Ryan Goldade has received the 2021 Alain Fournier Dissertation Award for his thesis titled “Efficient liquid animation: New discretizations for spatially adaptive liquid viscosity and reduced-model two-phase bubbles and inviscid liquids.”
This national award, conferred by the Canadian Human Computer Communication Society, recognizes an outstanding doctoral dissertation in computer graphics completed at a Canadian university. The annual award is named in honour of Alain Fournier, a researcher who promoted excellence in the theory and application of computer graphics.
Ryan will receive a plaque, an announcement as this year’s dissertation awardee in the Graphics Interface proceedings, and a prize of $1,000. He has also been invited to present his research at Graphics Interface 2022.
Ryan was a PhD student in the Cheriton School of Computer Science’s Computer Graphics Lab from 2014 to 2021, and advised by Professor Christopher Batty.
“I was lucky to have Ryan as the first PhD student to join my group at Waterloo,” Professor Batty said. “His commitment to excellence and infectious enthusiasm for research made him a pleasure to advise. The fact that his research was published in two papers at SIGGRAPH, the top academic computer graphics conference, and incorporated into SideFX’s award-winning visual effects software, Houdini, speaks to the quality and impact of his contributions. I am thrilled to see him receive this well-deserved recognition.”
Ryan is currently a research scientist at Meta Reality Labs in Zurich, working at the intersection of simulation, graphics, computer vision, and machine learning.
Adaptive Viscous Liquids, presented at SIGGRAPH 2019
Ryan’s doctoral research addressed several challenges in computer animation of fluids. He first explored simulating highly viscous liquids efficiently, a fundamental phenomenon that arises in many animation applications from simulating honey coiling and chocolate melting to paint dripping and lava flowing.
Ryan’s experience as a part-time 3D developer at SideFX Software revealed that the viscous liquid tools in Houdini were underused by animators because they were glacially slow. He accelerated them by adopting a natural approach — use of spatially adaptive octree grids. Because the interior of viscous liquids tends to be smooth, the domain can be discretized using large grid cells on the interior for efficiency and fine cells near the surface to capture intricate details.
The so-called T-junction structures occurring at resolution changes in octrees make deriving a computationally efficient and mathematically convergent formulation highly nontrivial. Ryan’s work showed that instead of using standard finite difference or finite element methods, expressing the partial differential equations for viscosity in an octree-based variational finite difference form leads to a simulator with a range of practical benefits, most importantly that the linear solve times are reduced by up to an order of magnitude.
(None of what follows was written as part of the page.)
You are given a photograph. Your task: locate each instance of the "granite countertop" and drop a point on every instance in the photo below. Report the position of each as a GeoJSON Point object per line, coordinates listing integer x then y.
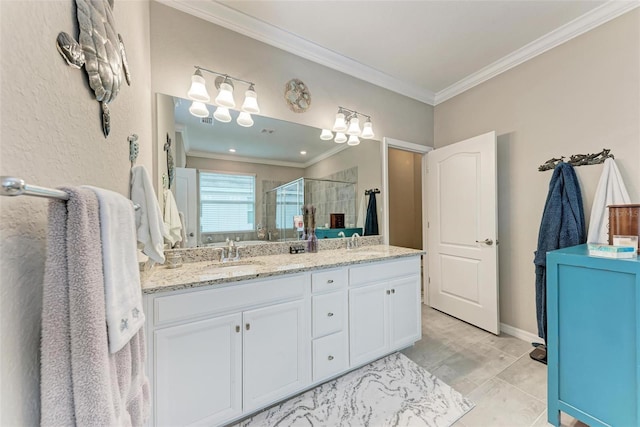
{"type": "Point", "coordinates": [206, 273]}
Ryan’s method was shipped as a key new feature in Houdini v18.5. The underlying variational octree finite difference technique he introduced is highly generalizable, and could potentially be applied to enable efficient octree adaptivity for a wide range of solvers, including solid elasticity, granular flows, stream function solvers, Stokes flows, and more.
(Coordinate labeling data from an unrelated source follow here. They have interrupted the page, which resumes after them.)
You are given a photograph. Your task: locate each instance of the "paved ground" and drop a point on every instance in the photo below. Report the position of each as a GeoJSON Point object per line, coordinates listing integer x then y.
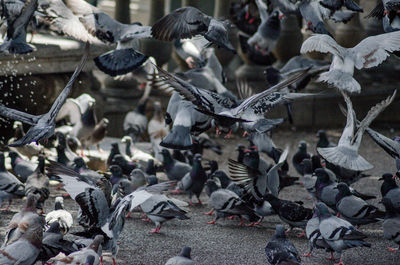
{"type": "Point", "coordinates": [226, 243]}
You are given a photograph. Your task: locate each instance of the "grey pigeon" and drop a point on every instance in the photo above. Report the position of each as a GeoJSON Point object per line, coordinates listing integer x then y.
{"type": "Point", "coordinates": [21, 167]}
{"type": "Point", "coordinates": [38, 184]}
{"type": "Point", "coordinates": [182, 259]}
{"type": "Point", "coordinates": [60, 215]}
{"type": "Point", "coordinates": [125, 57]}
{"type": "Point", "coordinates": [369, 53]}
{"type": "Point", "coordinates": [314, 236]}
{"type": "Point", "coordinates": [43, 125]}
{"type": "Point", "coordinates": [338, 233]}
{"type": "Point", "coordinates": [227, 203]}
{"type": "Point", "coordinates": [280, 250]}
{"type": "Point", "coordinates": [186, 22]}
{"type": "Point", "coordinates": [174, 169]}
{"type": "Point", "coordinates": [391, 224]}
{"type": "Point", "coordinates": [10, 186]}
{"type": "Point", "coordinates": [193, 182]}
{"type": "Point", "coordinates": [15, 41]}
{"type": "Point", "coordinates": [390, 190]}
{"type": "Point", "coordinates": [268, 31]}
{"type": "Point", "coordinates": [354, 209]}
{"type": "Point", "coordinates": [345, 154]}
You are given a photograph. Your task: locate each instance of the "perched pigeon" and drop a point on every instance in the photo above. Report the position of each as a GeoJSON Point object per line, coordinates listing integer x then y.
{"type": "Point", "coordinates": [299, 156]}
{"type": "Point", "coordinates": [370, 52]}
{"type": "Point", "coordinates": [338, 233]}
{"type": "Point", "coordinates": [21, 167]}
{"type": "Point", "coordinates": [43, 125]}
{"type": "Point", "coordinates": [15, 41]}
{"type": "Point", "coordinates": [38, 184]}
{"type": "Point", "coordinates": [280, 250]}
{"type": "Point", "coordinates": [60, 215]}
{"type": "Point", "coordinates": [174, 169]}
{"type": "Point", "coordinates": [391, 224]}
{"type": "Point", "coordinates": [10, 186]}
{"type": "Point", "coordinates": [193, 182]}
{"type": "Point", "coordinates": [125, 57]}
{"type": "Point", "coordinates": [345, 154]}
{"type": "Point", "coordinates": [390, 190]}
{"type": "Point", "coordinates": [186, 22]}
{"type": "Point", "coordinates": [354, 209]}
{"type": "Point", "coordinates": [182, 259]}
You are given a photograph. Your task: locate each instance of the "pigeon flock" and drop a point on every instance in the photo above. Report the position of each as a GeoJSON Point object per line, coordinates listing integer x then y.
{"type": "Point", "coordinates": [54, 155]}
Efficient Bubbles and Two-Phase Flows, presented at SIGGRAPH 2020
The second efficiency challenge Ryan tackled is that of air bubbles and two-phase flows. These effects are often even more prevalent than viscous liquids, as simply pouring a glass of water leads to many air bubbles being captured. The classic approach to such multiphase phenomena is to simulate both the liquid and air as individual fluids having different densities and interacting across the liquid surface.
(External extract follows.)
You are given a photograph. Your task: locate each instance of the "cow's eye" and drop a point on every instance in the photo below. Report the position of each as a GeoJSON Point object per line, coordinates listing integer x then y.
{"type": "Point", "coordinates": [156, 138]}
Unfortunately, this approach can be extremely expensive because the air region is often large, and the 1000:1 density ratio of liquid to air leads to numerically ill-conditioned problems. Moreover, the air is not the material the animator ultimately renders and displays. Its effects are seen indirectly through the motion of the liquid.
In Ryan’s dissertation, the bubble effect is achieved efficiently by observing that the key visual feature of air bubbles is that they preserve their net volume. The key insight of Ryan’s work is that this property can instead be expressed as a constraint on the liquid surfaces enclosing each bubble, without ever explicitly solving for the air region. Doing so adds little overhead to a standard liquid simulator, meaning that artists can now add bubble effects to their scenes essentially for free. This feature shipped as “air incompressibility” in Houdini v16.5.